Советский человек к такому не привык. Он привык приходить в магазин и покупать, что хочет. Точнее, то что есть на прилавках. А поскольку на прилавках почти ни чего не было, то и купить можно было практически всё, что видел. И вдруг на прилавках появилось всё, о чем когда-то мечтали, и даже гораздо больше. Но чтобы всё это купить, ни каких денег не хватило бы. Уходить из магазина, мало что купив, просто потому что на всё остальное денег нет – это было новое и очень неприятное ощущение. Это было чувство бессильной злобы. Из этой-то злобы и состояла на 90% «трагедия 90-х».
***
В те годы очень многое зависело от той профессии, которую имел человек. Жена была учителем, я – журналистом. Зарплаты у нас были нищенские, но потеря работы нам не угрожала. Учитель вообще не может остаться без работы, что угодно закроется, но не школа. Журналисту тоже было затруднительно остаться без работы, когда открылось множество новых газет. К тому же к началу 90-х я уже был профессионалом с достаточно высоким рейтингом, то есть востребованным профессионалом, хотя и не перекормленным.

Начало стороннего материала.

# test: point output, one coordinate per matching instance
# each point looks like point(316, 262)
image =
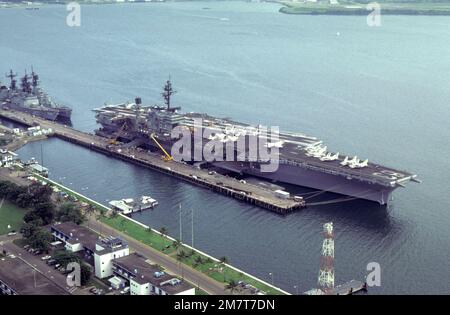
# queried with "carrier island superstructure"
point(302, 160)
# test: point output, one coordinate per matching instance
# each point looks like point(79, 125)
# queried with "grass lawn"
point(165, 245)
point(72, 193)
point(355, 8)
point(10, 215)
point(208, 266)
point(139, 233)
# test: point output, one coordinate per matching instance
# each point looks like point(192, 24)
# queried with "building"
point(106, 250)
point(18, 278)
point(75, 237)
point(147, 279)
point(7, 158)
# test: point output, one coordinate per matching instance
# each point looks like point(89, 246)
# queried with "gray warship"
point(30, 98)
point(303, 160)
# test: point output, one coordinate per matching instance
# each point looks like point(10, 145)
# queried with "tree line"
point(43, 211)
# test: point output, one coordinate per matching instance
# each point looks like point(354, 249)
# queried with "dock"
point(349, 288)
point(228, 186)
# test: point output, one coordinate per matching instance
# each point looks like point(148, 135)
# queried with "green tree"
point(31, 216)
point(163, 231)
point(176, 244)
point(232, 286)
point(31, 227)
point(46, 211)
point(198, 260)
point(40, 193)
point(223, 260)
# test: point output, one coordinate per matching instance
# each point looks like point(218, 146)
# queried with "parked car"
point(125, 290)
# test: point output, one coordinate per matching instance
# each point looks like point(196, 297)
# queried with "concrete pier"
point(225, 185)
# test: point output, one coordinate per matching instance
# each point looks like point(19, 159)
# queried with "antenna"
point(181, 232)
point(11, 76)
point(192, 227)
point(168, 92)
point(326, 273)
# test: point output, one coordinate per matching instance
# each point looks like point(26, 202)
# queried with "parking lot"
point(40, 265)
point(48, 268)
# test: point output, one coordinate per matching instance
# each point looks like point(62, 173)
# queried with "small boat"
point(129, 205)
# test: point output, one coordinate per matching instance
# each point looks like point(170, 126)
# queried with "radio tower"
point(326, 273)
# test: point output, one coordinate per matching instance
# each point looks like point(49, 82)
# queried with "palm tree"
point(223, 260)
point(232, 285)
point(177, 244)
point(180, 255)
point(198, 260)
point(163, 231)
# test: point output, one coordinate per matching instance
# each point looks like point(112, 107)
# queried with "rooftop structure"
point(75, 237)
point(148, 279)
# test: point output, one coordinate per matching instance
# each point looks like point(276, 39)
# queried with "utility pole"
point(181, 231)
point(192, 227)
point(326, 273)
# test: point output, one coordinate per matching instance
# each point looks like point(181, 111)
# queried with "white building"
point(106, 251)
point(75, 237)
point(148, 279)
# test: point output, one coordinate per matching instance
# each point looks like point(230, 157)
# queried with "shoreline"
point(109, 221)
point(360, 9)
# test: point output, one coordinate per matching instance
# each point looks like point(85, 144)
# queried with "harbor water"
point(381, 93)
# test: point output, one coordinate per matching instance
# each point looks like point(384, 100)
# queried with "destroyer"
point(303, 160)
point(30, 98)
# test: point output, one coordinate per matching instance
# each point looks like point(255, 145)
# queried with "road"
point(36, 263)
point(197, 278)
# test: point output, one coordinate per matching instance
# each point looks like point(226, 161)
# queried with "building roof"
point(77, 234)
point(143, 272)
point(21, 278)
point(110, 244)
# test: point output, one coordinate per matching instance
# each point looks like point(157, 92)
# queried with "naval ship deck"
point(292, 151)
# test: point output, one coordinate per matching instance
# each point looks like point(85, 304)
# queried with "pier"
point(228, 186)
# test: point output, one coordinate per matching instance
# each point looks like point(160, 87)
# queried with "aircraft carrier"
point(30, 98)
point(303, 160)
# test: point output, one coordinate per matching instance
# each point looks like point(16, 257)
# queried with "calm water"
point(381, 93)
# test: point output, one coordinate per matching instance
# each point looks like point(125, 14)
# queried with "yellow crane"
point(114, 140)
point(168, 157)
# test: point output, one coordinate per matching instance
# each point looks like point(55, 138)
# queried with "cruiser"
point(303, 160)
point(30, 98)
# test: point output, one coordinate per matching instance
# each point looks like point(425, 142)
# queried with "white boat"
point(129, 205)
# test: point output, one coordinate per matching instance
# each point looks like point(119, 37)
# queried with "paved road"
point(197, 278)
point(35, 262)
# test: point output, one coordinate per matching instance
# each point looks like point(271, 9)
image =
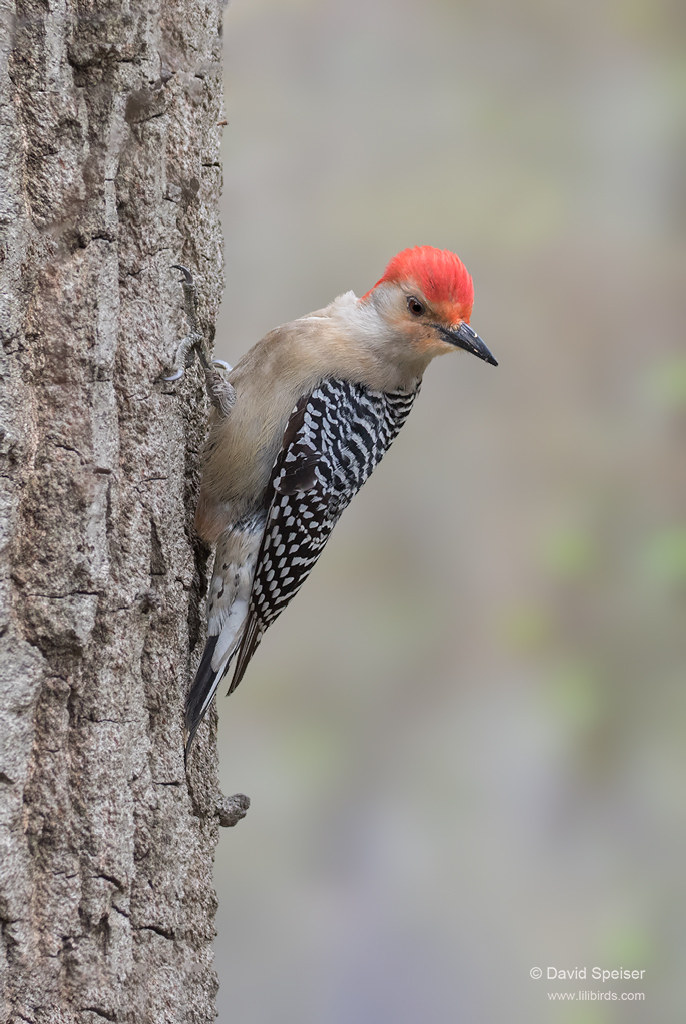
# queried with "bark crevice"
point(106, 903)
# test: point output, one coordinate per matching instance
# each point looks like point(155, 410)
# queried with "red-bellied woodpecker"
point(297, 428)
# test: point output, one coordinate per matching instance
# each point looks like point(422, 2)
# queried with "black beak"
point(465, 338)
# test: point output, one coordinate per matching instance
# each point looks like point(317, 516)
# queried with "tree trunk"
point(111, 174)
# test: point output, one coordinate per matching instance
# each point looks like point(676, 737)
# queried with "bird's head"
point(425, 298)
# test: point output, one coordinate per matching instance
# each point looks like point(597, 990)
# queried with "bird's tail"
point(201, 693)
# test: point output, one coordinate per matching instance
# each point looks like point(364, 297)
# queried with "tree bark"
point(110, 163)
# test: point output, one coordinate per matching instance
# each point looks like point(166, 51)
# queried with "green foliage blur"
point(465, 740)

Но не всем так повезло с профессией. Многие заводы закрылись, работяги оказались на улице. Надо было в кого-то переквалифицироваться, а все ли были на это способны? Самое страшное открытие, которое многие сделали для себя в 90-е: теперь не государство за тебя отвечает, теперь ты сам за себя отвечаешь. Это вызывало растерянность и, как следствие – озлобление.
Советский работяга жил – не тужил. Его не интересовало, приносит его предприятие прибыль или убыток, удаётся ли руководству сбывать произведенную ими продукцию. Заводы, самые убыточные и ни кому не нужные, не закрывались. Если даже работягу выгнали с работы за пьянку и прогулы, так заводов вокруг хватало, можно было на другой перейти. То есть работяга не мог остаться без работы и без денег. Его не волновало, достаточно ли он защищен от потрясений уровнем своего профессионализма.
И вдруг всё неожиданно изменилось. Начали вставать, а потом и закрываться заводы, которые производили ни кому не нужную продукцию, либо она была низкого качества, либо её по другим причинам не могли продать, конкуренции не выдерживали и так далее. И ни кто больше не покрывал предприятию убытки, государство перестало играть роль доброй няни.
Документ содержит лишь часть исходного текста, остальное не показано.